A roundup of some of the more unusual items that crossed our desk recently.
Jan. 18--The state's chief insurance regulator, John Franchini, has been given a 10-day unpaid suspension for missing a meeting with his soonto-be ex-boss and for letting his employees leave work an hour early on Christmas Eve, his attorney says.
"We don't believe the charges are in any way justified," said attorney Paul Kennedy. "I stand ready to vigorously defend the superintendent against these political attacks."
Public Regulation Commission chief of staff Johnny Montoya, who will serve as interim superintendent, wouldn't say why Franchini was suspended, because it is a personnel matter.

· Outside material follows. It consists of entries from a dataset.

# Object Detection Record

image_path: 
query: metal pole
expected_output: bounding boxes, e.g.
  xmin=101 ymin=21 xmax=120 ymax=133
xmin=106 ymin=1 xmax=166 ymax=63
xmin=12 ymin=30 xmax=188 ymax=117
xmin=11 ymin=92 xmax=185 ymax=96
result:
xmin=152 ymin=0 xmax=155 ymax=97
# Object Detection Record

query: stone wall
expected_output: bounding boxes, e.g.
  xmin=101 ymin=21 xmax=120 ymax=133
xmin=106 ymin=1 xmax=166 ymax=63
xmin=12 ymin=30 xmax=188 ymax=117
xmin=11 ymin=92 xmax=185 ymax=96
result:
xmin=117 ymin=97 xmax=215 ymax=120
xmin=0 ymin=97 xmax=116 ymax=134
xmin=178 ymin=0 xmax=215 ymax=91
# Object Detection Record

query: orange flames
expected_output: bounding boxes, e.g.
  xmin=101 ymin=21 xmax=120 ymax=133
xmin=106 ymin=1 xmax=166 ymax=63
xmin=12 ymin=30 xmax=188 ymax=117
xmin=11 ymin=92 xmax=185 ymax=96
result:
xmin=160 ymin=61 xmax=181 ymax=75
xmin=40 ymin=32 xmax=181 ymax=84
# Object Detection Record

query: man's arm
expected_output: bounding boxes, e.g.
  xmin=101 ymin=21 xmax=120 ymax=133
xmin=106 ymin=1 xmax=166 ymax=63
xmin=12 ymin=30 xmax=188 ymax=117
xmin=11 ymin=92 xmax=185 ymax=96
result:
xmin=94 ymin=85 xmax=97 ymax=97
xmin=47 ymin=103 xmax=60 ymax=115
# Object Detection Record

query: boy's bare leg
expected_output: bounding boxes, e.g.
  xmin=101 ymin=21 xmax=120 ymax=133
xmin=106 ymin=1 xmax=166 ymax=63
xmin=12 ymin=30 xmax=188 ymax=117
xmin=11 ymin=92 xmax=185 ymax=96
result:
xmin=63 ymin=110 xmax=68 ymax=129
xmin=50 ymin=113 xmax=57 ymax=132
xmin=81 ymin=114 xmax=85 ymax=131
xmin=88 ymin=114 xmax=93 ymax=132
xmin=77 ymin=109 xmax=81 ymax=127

Franchini referred questions to Kennedy, who told the Journal the official reason for the suspension was that Franchini let employees leave work an hour early on Christmas Eve and that he missed a meeting with Montoya.
Three other people familiar with the situation told the Journal that Franchini angered some commissioners by discussing the Insurance Division's fiscal 2014 budget with members of Gov. Susana Martinez's administration.
Sen. Carroll Leavell, R-Jal, who operates an insurance agency in southeastern New Mexico, also said politics was at work, as has been the case since the division became part of the PRC in 1999.
Leavell said Franchini met with Gov. Susana Martinez's budget staff twice at the administration's request to discuss the division's funding needs, beginning July 1, when it will no longer be part of the PRC -- and the insurance superintendent will no longer answer to commissioners or to Montoya.
PRC Chairman Ben Hall said Thursday the budget discussions had nothing to do with what he called a disciplinary action against Franchini. He declined to comment further.
State law gives the PRC the power to hire and fire the superintendent but no authority to regulate the insurance industry. Every insurance superintendent until Franchini has either been fired or forced to resign.
On July 1, the Insurance Division, pursuant to a constitutional amendment approved by voters in November, will be removed from the PRC.
Montoya said the superintendent was notified of his suspension late Friday afternoon last week.
"It is a personnel matter, and what I will confirm is that he is on suspension, and as has been the practice of the PRC, we will not comment any further," Montoya said.
Hall said he understood the suspension was for 10 days and that Franchini would not be paid for that time. He said the suspension as a "disciplinary action and we felt like it was necessary."
Commissioner Pat Lyons referred questions to Montoya.
The Legislature during the session that started Tuesday is expected to consider bills to implement the new constitutional requirement, including a bipartisan bill Leavell is cosponsoring. Leavell said Thursday the bill is designed to "take most of the political pressure off of the (division) so it can operate in an atmosphere where the superintendent is not fearful of retaliation."
"That department operates under heavy political influence," Leavell said. "I'm looking forward to having that department moved out from under the PRC."
Kennedy said Franchini let his staff leave early on Christmas Eve because snow was degrading driving conditions on the roads to Espanola and Albuquerque and that he and two of his senior staff remained in the office to field phone calls for the last hour of the workday.
As for the meeting with Montoya that Franchini missed, Kennedy said Montoya knew Franchini would be on vacation that day.
The commission hired Franchini in July 2010 to succeed Morris Chavez, who resigned under pressure in May of that year. He earns $100,000 a year.